I was still untenured. And I didn’t have any grants, so I had to be nice to everyone.
“I have some advice for both of you,” Pat said. “Based on a whole bunch of research. For maximum career success, make sure you’re tall, WASP-y, and male—”
“Well, lucky you’re covered, Pat.”
“Patrick Cathal Flanagan is not WASP-y,” I corrected Emma.
“Really, Emma. Anglo-Saxon Protestant? I think you just mortally wounded me.”
“Any other advice?” I asked. “That doesn’t require me to wear stilts and a fake moustache?”
“Be an extrovert. Extroverts are better at getting raises and promotions.”
“Well, that’s it,” I sighed. “I’m out. Where are you finding all this depressing stuff anyway?”

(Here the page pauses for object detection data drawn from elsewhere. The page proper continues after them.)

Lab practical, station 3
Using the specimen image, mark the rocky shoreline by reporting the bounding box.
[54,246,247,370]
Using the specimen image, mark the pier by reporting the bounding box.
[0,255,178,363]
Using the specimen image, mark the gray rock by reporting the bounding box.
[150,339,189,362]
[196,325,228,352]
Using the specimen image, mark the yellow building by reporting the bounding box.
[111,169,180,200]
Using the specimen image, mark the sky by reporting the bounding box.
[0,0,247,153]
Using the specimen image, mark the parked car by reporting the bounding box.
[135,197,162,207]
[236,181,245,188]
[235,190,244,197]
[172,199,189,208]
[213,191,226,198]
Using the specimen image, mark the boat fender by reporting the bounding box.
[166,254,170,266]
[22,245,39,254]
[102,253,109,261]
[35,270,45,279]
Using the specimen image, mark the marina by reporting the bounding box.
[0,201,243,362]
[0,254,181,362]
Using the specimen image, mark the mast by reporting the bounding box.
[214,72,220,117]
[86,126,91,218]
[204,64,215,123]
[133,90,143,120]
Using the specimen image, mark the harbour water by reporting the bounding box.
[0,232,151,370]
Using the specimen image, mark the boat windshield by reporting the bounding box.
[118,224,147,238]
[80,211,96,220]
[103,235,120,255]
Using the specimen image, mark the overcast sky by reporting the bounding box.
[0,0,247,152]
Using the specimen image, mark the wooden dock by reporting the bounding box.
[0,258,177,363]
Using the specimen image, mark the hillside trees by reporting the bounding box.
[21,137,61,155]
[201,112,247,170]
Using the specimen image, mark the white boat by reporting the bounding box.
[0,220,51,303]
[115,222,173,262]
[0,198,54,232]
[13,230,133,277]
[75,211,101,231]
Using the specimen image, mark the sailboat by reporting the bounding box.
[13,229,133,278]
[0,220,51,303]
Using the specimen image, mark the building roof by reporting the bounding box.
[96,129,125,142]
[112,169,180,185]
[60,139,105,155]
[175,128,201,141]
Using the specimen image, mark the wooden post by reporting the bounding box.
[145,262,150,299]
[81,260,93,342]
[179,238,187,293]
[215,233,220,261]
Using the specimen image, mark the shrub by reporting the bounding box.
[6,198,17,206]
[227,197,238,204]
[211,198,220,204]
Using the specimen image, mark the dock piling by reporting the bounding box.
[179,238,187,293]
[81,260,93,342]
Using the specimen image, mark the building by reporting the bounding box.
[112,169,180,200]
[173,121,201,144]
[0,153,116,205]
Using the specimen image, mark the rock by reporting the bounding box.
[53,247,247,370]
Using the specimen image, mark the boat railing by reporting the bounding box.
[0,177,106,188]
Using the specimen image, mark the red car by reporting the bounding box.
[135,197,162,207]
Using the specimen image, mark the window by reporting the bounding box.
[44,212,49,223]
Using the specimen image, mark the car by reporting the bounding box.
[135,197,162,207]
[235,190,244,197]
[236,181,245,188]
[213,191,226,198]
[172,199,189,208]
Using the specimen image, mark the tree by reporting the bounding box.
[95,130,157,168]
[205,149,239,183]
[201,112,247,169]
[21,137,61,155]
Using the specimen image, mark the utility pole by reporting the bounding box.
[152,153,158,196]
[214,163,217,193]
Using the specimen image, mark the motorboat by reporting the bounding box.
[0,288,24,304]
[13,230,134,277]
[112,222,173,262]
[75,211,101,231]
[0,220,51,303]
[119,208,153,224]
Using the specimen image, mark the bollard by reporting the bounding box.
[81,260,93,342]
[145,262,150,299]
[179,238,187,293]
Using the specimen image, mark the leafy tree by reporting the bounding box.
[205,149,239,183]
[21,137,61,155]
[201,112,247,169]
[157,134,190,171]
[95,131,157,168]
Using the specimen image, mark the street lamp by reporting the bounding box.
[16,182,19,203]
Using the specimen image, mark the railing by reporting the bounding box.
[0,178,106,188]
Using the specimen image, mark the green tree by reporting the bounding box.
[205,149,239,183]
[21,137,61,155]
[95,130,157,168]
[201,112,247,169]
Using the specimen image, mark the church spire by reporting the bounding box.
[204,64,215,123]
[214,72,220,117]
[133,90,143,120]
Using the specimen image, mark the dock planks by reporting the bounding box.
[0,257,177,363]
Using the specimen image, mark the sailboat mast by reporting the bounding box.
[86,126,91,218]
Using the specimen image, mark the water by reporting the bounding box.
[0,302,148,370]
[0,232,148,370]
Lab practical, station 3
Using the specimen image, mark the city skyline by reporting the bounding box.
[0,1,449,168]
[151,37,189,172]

“In the library. Your management journals, in fact.”
“Well I’m not a tall WASP-y guy. I’m a neurotic lady introvert. Anything else?”
“It helps to have a wife and a couple of kids. Not more than two children, though. Otherwise people might think you’re some kind of dirty Catholic.”
“I hope your book’s gonna be more helpful than this,” Emma said.
An impatient knock on my front door interrupted our conversation.
Detective Medeiros, along with a young policeman in uniform, had come to collect Melanie’s effects.
“Help yourself.” I walked over to the guest room, tried unsuccessfully to fling the door open (it caught on a stray boot), and let the two men take in the chaos. Melanie’s hot pink luggage was heaped in the corner, clothing was piled on the bed, water bottles teetered on every flat surface, and shoes and boots were scattered all over the floor.
It was just like Melanie to bring woolly boots to Hawai`i. Melanie wouldn’t bother to read the weather report. Why would she, when the world and its climate systems revolved around her?
“Pretty much anything you can pick up and carry out is Melanie’s,” I said. “Just the furniture and the bedclothes are mine. Here, we can help.”
Emma, Pat, and I helped the two officers carry Melanie’s things out to the car. Even with five people working, moving Melanie’s belongings out of the spare bedroom and the bathroom (and the living room and the rest of the house, where she had scattered her things) took several trips and the better part of an hour. Fortunately the police car was a large American make with a spacious trunk.
“What about those shoes?” Emma whispered to me. “The platforms with the ankle strap? They look like your style.”
“Emma, how could you? Steal shoes from a dead woman? Besides, they’re way too small. I can’t even get them on my feet.”